Ward Canyon offers unique access to high altitude backcountry skiing zones along Grouse Ridge, Twin Peaks and Stanford Rock. Unfortunately, there currently is no legal backcountry user parking in the Ward Canyon area. TBA is working with Placer County to develop a legal trailhead which would provide parking for backcountry users year-round. The Trailhead construction and design cost estimates exceed $180,000 with maintenance and snow removal costs estimated to total $3,500 annually. TBA continues fundraising for this project.
Deep Creek parking currently consists of a pullout along Highway 89, plowed infrequently by CalTrans. There is no legally recognized trailhead parking for the Deep Creek trailhead. TBA is working with Placer County and the U.S. Forest Service to establish a permanent parking area and dedicated snow removal services along Highway 89. Costs for this project have yet to be estimated.
Pole Creek is one of the most popular trailheads along Highway 89 between Truckee and Tahoe City. The public lands–including the Sierra Club backcountry hut accessible from this trailhead–are vast. The parking area at Pole Creek is large and plowed on a regular basis, but often fills early in the day with backcountry users exceeding parking capacity. TBA is working with Placer County and the U.S. Forest Service to enlarge and improve the parking area at Pole Creek. Costs for this project have yet to be estimated.
Parking for the public lands surrounding Castle Peak has seen a tremendous increase in users during the ’20-’21 winter. The only legal parking for Castle Peak is at the California State Parks-run Sno-Park. The Sno-Park is a permit-only parking system with a limited number of parking spaces.

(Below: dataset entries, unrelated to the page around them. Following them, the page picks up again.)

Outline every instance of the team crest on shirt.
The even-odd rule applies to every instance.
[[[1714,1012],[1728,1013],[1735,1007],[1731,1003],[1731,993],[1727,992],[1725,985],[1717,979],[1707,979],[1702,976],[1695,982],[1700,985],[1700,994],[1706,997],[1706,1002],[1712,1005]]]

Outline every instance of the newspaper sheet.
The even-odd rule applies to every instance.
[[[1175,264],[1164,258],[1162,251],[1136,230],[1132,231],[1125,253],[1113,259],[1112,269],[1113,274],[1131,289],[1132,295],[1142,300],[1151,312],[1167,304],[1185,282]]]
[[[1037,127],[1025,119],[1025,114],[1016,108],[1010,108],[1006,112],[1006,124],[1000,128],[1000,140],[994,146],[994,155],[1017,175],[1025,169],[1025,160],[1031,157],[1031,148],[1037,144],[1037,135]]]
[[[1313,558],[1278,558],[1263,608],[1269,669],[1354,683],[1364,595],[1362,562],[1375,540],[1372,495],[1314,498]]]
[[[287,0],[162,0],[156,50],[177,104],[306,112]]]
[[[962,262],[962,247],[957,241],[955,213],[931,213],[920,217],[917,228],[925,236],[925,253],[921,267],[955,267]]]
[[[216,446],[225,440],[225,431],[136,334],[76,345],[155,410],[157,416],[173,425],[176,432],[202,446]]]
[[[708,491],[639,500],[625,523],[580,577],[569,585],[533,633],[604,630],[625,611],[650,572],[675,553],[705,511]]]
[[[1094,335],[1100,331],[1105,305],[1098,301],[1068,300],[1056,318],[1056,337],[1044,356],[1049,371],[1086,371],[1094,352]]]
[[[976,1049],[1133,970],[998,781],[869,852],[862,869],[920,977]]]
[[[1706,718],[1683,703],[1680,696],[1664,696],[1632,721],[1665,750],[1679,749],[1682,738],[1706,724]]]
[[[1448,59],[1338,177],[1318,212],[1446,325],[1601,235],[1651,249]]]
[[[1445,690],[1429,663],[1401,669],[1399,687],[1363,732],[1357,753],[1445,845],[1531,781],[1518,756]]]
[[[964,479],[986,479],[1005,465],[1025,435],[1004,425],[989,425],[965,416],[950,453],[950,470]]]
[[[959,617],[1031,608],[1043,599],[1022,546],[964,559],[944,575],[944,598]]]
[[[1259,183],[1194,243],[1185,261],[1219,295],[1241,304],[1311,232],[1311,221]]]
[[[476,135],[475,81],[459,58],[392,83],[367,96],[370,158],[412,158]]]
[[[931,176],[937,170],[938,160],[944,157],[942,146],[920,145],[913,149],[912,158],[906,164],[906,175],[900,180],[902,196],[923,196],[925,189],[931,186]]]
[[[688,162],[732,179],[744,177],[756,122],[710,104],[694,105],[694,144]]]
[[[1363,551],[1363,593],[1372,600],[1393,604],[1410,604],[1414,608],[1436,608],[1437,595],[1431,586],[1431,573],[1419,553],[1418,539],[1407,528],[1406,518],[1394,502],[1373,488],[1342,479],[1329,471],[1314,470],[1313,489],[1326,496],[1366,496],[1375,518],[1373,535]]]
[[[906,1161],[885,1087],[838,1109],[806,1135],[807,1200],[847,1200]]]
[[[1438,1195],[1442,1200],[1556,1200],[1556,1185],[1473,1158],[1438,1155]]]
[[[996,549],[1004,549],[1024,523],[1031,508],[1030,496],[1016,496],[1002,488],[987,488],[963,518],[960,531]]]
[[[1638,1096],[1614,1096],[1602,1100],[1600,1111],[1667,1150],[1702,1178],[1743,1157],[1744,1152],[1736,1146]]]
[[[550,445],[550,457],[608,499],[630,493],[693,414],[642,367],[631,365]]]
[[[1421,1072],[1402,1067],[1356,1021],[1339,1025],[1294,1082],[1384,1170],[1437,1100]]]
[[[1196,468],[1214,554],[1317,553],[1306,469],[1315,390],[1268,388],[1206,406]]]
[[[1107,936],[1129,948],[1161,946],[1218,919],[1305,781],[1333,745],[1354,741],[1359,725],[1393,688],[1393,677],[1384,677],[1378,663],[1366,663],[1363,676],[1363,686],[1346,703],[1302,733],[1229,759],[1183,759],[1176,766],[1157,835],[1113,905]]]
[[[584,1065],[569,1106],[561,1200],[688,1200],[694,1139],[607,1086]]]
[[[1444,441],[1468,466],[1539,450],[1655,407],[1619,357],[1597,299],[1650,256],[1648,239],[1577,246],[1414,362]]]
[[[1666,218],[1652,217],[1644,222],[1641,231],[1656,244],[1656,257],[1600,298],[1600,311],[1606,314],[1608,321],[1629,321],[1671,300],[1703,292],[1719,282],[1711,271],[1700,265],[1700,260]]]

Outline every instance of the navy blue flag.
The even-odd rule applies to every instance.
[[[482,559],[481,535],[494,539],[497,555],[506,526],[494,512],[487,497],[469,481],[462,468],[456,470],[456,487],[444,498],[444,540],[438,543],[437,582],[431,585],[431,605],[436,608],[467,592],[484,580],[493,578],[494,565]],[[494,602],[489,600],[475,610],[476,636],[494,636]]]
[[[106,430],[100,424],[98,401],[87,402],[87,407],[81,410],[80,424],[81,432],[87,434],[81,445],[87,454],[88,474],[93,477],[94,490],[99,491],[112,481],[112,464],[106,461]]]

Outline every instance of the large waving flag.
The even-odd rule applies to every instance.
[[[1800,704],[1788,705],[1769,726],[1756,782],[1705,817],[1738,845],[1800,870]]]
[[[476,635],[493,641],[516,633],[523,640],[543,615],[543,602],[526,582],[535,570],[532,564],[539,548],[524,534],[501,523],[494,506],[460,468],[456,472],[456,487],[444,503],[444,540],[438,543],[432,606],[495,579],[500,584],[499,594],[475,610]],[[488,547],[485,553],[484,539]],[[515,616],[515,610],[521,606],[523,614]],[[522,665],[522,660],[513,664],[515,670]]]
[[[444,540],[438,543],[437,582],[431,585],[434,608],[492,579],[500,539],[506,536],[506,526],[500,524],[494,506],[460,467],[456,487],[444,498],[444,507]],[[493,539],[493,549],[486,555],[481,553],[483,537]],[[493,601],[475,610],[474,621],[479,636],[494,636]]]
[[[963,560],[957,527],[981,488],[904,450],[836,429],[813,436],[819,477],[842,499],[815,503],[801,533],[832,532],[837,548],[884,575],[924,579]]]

With a goal of optimizing parking, TBA consistently advocates for backcountry users by informing State Parks, the U.S. Forest Service, and other organizations of the need to ensure clearly signed, delineated, and available parking to pass holders. With concerns for safety and emergency vehicle access, State Parks has partnered with the U.S. Forest Service to limit the number of cars at the Sno-Park entrance. Once parking reaches capacity, law enforcement turns cars away. TBA, along with State Parks, the Forest Service, and other organizations are actively pursuing alternative parking solutions for this area.

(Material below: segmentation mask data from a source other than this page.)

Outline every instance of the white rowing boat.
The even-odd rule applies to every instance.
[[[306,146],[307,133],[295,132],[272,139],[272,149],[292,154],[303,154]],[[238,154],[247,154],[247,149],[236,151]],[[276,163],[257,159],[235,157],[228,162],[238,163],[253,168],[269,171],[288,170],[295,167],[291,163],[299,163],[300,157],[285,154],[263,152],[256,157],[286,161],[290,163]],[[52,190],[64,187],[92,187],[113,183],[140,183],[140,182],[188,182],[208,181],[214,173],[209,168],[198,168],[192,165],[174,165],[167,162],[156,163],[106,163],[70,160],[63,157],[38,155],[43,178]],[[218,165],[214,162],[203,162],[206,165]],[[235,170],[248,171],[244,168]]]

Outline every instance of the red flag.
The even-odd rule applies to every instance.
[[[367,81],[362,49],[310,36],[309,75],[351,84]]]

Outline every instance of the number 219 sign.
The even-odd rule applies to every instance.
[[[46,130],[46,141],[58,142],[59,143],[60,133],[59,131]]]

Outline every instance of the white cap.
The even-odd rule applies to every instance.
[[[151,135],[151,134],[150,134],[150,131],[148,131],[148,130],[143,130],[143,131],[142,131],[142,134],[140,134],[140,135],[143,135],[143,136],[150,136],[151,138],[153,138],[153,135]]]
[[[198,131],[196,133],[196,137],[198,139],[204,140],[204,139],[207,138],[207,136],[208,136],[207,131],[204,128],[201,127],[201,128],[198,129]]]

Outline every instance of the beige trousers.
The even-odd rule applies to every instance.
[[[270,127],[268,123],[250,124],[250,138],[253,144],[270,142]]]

Tahoe Basin Cross-Agency Recreation Covid Response
During this very challenging winter, the Tahoe basin has experienced unprecedented visitor numbers, creating strains on both public lands and local infrastructure. TBA recognizes that the increased user load on local resources creates threats to the quality of recreation and access, in addition to the natural environment.
TBA has joined forces with local Tahoe Basin agency members, operators, law enforcement representatives, and others in developing strategies to better cope with the congestion, littering, and illegal parking associated with the increased user numbers. As a voice for the local backcountry community, TBA is a consistent participant in local agency meetings and forums, advocating for public lands access and sustainable solutions to higher user numbers and their impacts.
Throughout the Covid crisis, TBA has become a key advocate for winter outdoor recreation in the Tahoe Basin by collaborating with managing agencies, building strategic alliances, and elevating public awareness of access issues and potential solutions.
Highway 89 Corridor Planning
Over the past three years, TBA has been involved with planning efforts led by the Tahoe Regional Planning Agency (TRPA) in the development of the Highway 89 Corridor Plan. The Plan consists of a long-term strategy to reduce congestion and provide efficient parking and transit solutions for the Highway 89 corridor. During the planning process TBA highlighted the need for more winter access and transit options, and identified specific locations that could aid in alleviating congestion and traffic safety concerns. Proposed ideas include: parking for Mt. Tallac along Spring Creek road, better operating plans for Emerald Bay avalanche paths, an enlarged Jakes Peak parking area, a trailhead at the base of Rubicon Peak, and public transit options in winter for North and South Lake Tahoe winter recreationalists.